26 января 1837 года Пушкин отправил барону Геккерену в высшей степени оскорбительное письмо. «…Вы, представитель коронованной главы, – писал он, – вы отечески служили сводником вашему сыну. По-видимому, всем его поведением (довольно, впрочем, неловким) руководили вы. Вы, вероятно, внушали ему нелепости, которые он брался излагать письменно. Подобно старой развратнице, вы подстерегали мою жену во всех углах, чтоб говорить ей о любви вашего незаконнорожденного или так называемого сына; и когда, больной сифилисом, он оставался дома, вы говорили, что он умирает от любви к ней».

27 января 1837 года, стреляясь с Дантесом вблизи Черной речки, поэт был смертельно ранен. Он упал на шинель, брошенную на снег для указания барьера, секунданты бросились к нему, то же хотел сделать и Дантес, но Пушкин жестом остановил его. «Я чувствую достаточно сил, – сказал он по-французски, – чтобы сделать свой выстрел». На коленях, полулежа, он прицелился и выстрелил, – пуля пробила Дантесу правую руку и попала в пуговицу. «Убил я его?» – спросил Пушкин. Д’Аршиак, секундант, ответил: «Нет, вы его ранили». – «Странно, – сказал Пушкин. – Я думал, что мне доставит удовольствие его убить, но я чувствую теперь, что нет… Впрочем, все равно… Как только мы поправимся, снова начнем…»

Ночь и следующий день прошли в мучениях. У постели умирающего сошлись друзья поэта – Жуковский, Вяземский, Данзас, А. И. Тургенев. У дома постоянно толпились люди, прослышавшие про трагическую дуэль. 29 января 1837 года в 2 часа 45 минут дня Пушкин скончался. Опасаясь невольных волнений, Николай I приказал отправить прах поэта в Михайловское тайно, ночью, в сопровождении жандарма. Что же касается семьи поэта, то в специальной «Записке о милостях» царь указал: «1. Заплатить долги. 2. Заложенное имение отца очистить от долга. 3. Вдове пансион и дочери по замужеству. 4. Сыновей в пажи и по 1500 р. на воспитание каждого по вступление на службу. 5. Сочинения издать на казенный счет в пользу вдовы и детей. 6. Единовременно 10 т».

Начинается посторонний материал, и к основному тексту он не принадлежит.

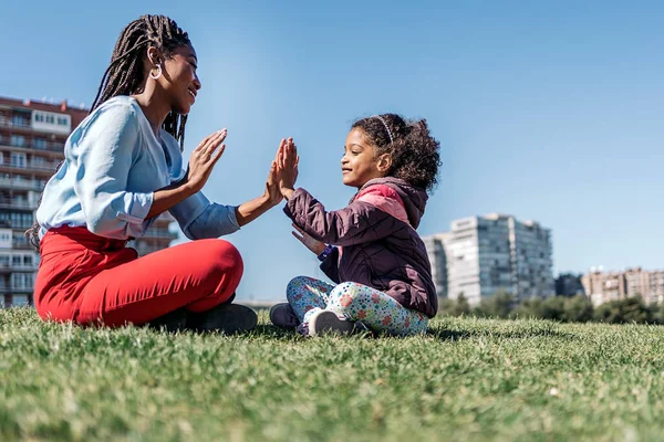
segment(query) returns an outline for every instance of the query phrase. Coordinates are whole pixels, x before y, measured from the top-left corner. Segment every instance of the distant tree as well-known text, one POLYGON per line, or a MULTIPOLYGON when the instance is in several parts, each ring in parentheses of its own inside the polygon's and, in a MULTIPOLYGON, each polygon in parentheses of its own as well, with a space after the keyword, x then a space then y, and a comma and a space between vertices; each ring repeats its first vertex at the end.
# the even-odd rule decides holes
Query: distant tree
POLYGON ((479 306, 475 307, 474 314, 477 316, 508 318, 515 307, 515 296, 511 293, 496 292, 494 296, 481 299, 479 306))
POLYGON ((454 302, 454 299, 450 299, 448 297, 438 297, 438 315, 454 316, 453 312, 455 304, 456 303, 454 302))
POLYGON ((551 296, 542 302, 541 318, 562 320, 564 317, 564 296, 551 296))
POLYGON ((566 323, 587 323, 592 320, 592 302, 588 296, 577 295, 564 303, 563 320, 566 323))
POLYGON ((468 299, 466 299, 466 296, 464 296, 463 292, 459 294, 459 296, 456 299, 456 303, 454 304, 453 315, 454 316, 470 315, 470 304, 468 303, 468 299))
POLYGON ((609 324, 644 324, 653 320, 651 311, 640 297, 604 303, 595 308, 593 319, 609 324))
POLYGON ((531 297, 521 301, 515 309, 511 312, 509 317, 511 318, 541 318, 542 317, 542 302, 541 297, 531 297))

Евгений Абрамович Баратынский (Боратынский)

Родился 19 (2. III) февраля 1800 года в имении Мара Кирсановского уезда Тамбовской губернии.

Отец, генерал-адъютант, умер, когда мальчику исполнилось десять лет. Воспитывался матерью и «дядькой-итальянцем» Джачинто Боргезе. В декабре 1812 года, окончив частный пансион в Петербурге, поступил в Пажеский корпус – одно из привилегированных военно-учебных заведений того времени. Больше всего любил авантюрные и приключенческие книги. «Глориозо Ринальди-Ринальдини и в особенности Шиллеров Карл Моор разгорячали мое воображение. Разбойничья жизнь казалась для меня завиднейшею в свете, и, природно беспокойный и предприимчивый, я задумал составить общество мстителей, имевшее целью сколько возможно мучить наших начальников».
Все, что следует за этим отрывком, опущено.